In terms of physical changes to our building stock, action is needed if we are to meet the Scottish Government’s 2045 net zero target. Retro-fitting property with renewables will of course be trickier, but with new-build properties energy efficiency has been part of the building control regime for over 10 years. It provides a baseline for sustainability, but there is scope to go much further, as with the geothermal heating and cooling system at the V&A in Dundee, for example. Or a more everyday example, the various energy efficiency measures which our client, the craft brewer, Innis & Gunn, has included in the design of its new brewery development – from photo voltaic panels, to re-using the heat generated in the brewing process, and ensuring other aspects of heating and lighting needs are as energy efficient as possible.
It is clearly an easier task to build new properties with energy efficiency integrated into the design, rather than retro-fitting older buildings. But there are other steps business can take to deal with wider sustainability issues. A hospitality sector client, Highland Coast Hotels, earlier this year launched a collection of unique hotels on the route of the North Coast 500. As an initial step, all the toiletries provided in its hotels have been switched to locally made products and it has moved to a green electricity provider across its portfolio.
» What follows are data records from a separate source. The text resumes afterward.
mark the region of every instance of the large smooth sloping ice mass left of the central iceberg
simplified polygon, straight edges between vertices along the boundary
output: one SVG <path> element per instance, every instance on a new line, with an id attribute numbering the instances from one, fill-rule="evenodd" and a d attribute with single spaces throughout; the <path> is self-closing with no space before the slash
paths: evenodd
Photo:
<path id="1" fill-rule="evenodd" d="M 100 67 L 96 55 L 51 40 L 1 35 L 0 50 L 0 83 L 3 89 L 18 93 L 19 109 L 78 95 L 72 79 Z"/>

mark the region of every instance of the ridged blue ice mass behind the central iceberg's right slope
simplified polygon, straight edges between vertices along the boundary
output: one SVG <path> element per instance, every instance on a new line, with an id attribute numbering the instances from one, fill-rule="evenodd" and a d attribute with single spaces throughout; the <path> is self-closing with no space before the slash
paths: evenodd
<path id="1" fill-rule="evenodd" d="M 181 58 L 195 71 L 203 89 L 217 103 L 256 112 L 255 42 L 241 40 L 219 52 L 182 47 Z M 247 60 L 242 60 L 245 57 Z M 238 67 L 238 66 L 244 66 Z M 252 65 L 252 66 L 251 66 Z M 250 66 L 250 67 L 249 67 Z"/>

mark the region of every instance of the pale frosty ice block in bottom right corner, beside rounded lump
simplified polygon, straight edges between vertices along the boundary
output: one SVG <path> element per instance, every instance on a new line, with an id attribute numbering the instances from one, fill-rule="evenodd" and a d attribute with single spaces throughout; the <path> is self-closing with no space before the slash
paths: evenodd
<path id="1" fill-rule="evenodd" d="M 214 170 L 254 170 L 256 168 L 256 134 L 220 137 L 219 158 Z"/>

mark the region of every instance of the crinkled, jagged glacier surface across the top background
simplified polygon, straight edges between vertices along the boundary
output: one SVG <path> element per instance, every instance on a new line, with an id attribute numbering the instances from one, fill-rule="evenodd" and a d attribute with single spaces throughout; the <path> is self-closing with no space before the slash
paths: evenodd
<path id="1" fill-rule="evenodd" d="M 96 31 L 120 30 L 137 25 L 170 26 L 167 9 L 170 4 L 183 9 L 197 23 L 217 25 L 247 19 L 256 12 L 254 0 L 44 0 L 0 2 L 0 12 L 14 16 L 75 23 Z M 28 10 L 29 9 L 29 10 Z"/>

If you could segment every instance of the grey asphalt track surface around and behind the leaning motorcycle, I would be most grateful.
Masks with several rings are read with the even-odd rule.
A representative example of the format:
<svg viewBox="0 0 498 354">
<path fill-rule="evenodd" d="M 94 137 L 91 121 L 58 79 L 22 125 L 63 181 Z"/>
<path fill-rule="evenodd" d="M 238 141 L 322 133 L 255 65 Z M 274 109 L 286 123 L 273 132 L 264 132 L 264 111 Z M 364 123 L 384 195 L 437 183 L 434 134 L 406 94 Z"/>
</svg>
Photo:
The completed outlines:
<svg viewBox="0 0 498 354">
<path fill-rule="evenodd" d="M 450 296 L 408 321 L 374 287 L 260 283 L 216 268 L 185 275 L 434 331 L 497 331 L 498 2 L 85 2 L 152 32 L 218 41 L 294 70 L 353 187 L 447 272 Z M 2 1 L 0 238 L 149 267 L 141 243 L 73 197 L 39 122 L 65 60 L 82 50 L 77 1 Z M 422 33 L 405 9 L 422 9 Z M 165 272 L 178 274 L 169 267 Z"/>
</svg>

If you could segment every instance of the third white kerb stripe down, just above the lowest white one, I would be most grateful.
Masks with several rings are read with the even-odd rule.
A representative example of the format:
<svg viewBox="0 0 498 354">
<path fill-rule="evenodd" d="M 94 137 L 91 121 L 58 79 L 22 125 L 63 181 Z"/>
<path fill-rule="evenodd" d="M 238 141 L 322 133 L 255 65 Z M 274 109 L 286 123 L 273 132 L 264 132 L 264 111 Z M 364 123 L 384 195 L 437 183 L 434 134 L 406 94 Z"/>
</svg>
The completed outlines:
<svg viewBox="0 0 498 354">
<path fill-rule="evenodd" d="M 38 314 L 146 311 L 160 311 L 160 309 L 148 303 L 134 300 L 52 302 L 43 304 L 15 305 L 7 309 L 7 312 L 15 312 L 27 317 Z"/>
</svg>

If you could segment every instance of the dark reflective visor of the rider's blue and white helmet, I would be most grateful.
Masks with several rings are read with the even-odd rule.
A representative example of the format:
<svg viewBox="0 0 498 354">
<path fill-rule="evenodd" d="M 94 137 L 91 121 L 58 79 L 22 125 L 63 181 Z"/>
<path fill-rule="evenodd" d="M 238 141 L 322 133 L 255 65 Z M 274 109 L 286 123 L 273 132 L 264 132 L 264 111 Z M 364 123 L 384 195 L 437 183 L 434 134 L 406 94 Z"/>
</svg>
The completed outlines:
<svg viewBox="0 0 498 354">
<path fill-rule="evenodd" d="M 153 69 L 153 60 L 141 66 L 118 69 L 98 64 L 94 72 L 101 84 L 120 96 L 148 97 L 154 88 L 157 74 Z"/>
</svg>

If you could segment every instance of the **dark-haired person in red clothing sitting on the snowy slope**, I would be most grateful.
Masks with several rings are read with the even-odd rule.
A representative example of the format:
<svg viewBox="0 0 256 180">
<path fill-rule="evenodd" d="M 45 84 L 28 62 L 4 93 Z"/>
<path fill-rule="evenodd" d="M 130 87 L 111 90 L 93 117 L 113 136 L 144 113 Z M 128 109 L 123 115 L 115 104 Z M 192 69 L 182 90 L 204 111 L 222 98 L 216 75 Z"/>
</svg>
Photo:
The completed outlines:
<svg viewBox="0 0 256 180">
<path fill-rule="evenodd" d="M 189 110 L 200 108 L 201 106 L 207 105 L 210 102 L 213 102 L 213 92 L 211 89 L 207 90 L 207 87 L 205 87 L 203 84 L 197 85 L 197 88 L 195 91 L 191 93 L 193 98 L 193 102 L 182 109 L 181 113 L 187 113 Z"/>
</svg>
For Highland Coast Hotels, sustainability is a key element of its business, informing all of its decisions, from using local food suppliers and supporting other local businesses, to using modular designs made from local timber in the construction of additional bedroom stock. Such measures demonstrate the shift to sustainability as a core element of business decision-making even where it is not as visible as putting a wind turbine in the grounds or solar panels on the roof.
As a property lawyer I’ve previously been passive in terms of energy efficiency and sustainability issues relating to clients’ properties. But in a climate where that no longer seems appropriate, I am now asking questions about the measures which have been taken to improve matters and discussing proactively with clients what can be done and how the cost can be met. And of course, sharing knowledge about what steps have been successful and about groundbreaking projects that our clients have been involved in – such as Star Renewables and the UK’s first large-scale water source heat pump at Queens Quay in Clydebank.
It was over 40 years ago that Yvon Chouinard recognised the importance of minimising our impact on the planet. As a dedicated mountain climber, he set about living his life and running his business in line with his values, and in doing so created one of the most respected and environmentally responsible companies on earth.
Almost half a century later, we all have a part to play in changing the conversation and adapting our lifestyles in whatever ways we can in order to protect the planet. Personally, I’m aiming to “Be more Chouinard”, because as the title of Mike Berners Lee’s book warns us, There Is No Planet B.